Wednesday, April 06, 2005

The Religious Dimension of Marx

Brad DeLong writes about Marx's labor theory of value in a recent post and offers a useful example to show that his term "exploitation" is so indeterminate that it cannot be used to discriminate between the pernicious origins of wealth and the legitimate ones. Without drawing any distinctions, every case of the extraction of surplus wealth is simply labeled exploitation. Thus, DeLong writes:
Thus the labor theory of value category of "exploitation" does not map onto what either ordinary language or our moral intuitions call "exploitation." There are social and economic changes that are good that are, in Marx's schema, increases in the rate of exploitation. There are social and economic changes that are bad that are, in Marx's schema, increases in the rate of exploitation. It's simply not a useful tool for either moral philosophy or political action.
True as this may be (and there is some argument about it here by Matthew Yglesias), I do not think this is the primary issue in understanding Marx or appreciating his significance. In other words, it is not his contribution to moral philosophy or political action that matters the most. Rather, Marx's work is valuable as an analysis of the "spirit" of the age and for its messianic vision. Thus, it is primarily for his religious imagination that his legacy should be studied and valued.

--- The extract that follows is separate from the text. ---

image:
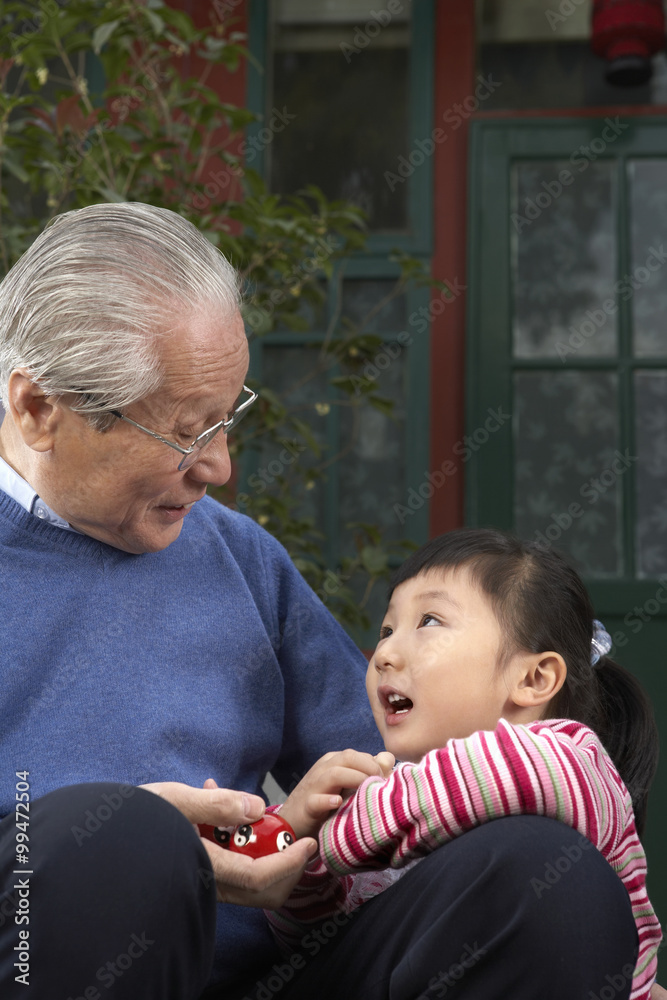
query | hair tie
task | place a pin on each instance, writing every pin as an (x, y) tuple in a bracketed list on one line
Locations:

His analysis of exploitation, despite its appearance, is not so much about economic relations and the conditions of injustice in the marketplace. Those concerns are merely the clothing of deeper worries about the self-alienated condition of modern life. When he claims that the bourgeoisie "has left no other bond between man and man than naked self-interest," this sense of "exploitation" runs much deeper than any argument about the efficiency of economic relations. It is about the spiritual health of human beings. Thus, Marx can claim that the proletariat, i.e., the everyman, "represents the complete loss of man and can only regain itself, therefore, by the complete resurrection of man." This resurrection takes place in and through the overcoming of self-alienation, which occurs finally when the "utterly alien power" and "inhuman force" of greed no longer holds sway over the whole of human existence. Of course, this will not happen easily because the problem runs deep. The implicit morality of the political economy, as he explains it, underscores the depth of the problem:
The less you eat, drink and read books; the less you go to the theater, the dance hall, the public-house; the less you think, love, theorize, sing, paint, fence, etc., the more you save--the greater becomes your treasure which neither moths nor dust will devour--your capital. The less you are, the more you have; the less you express your own life, the greater is your externalized life--the greater is your store of alienated being.
The less you are, the more you have--the more money, i.e., alienated being, you have. The irony of this possession is that it is dispossessing. The lifeblood of one's existence is poured out and drained of its vitality. Thus, he writes: "Dispossession is the most desperate spiritualism, total unreality of man, total reality of non-man." This spirit in despair yearns to regain itself, to return to itself out of the self-alienated state created by the greed which the political economy fosters. How exactly the overcoming of greed is to occur is unclear. On that point, Marx seems to reach for a resource that is not available to him--some sort of grace that he cannot envision. Yet he seems sure that it will be present and pervasive in the ethical community that arises in the aftermath of the current age--the age governed by the dispossessing power of greed. Whether or not Marx merits much attention as a moral philosopher or economist, his work clearly draws on the prophetic tradition by offering both a critique of the current age and a vision of the ideal community for which we should strive. This aspect of his thought deserves recognition and respect.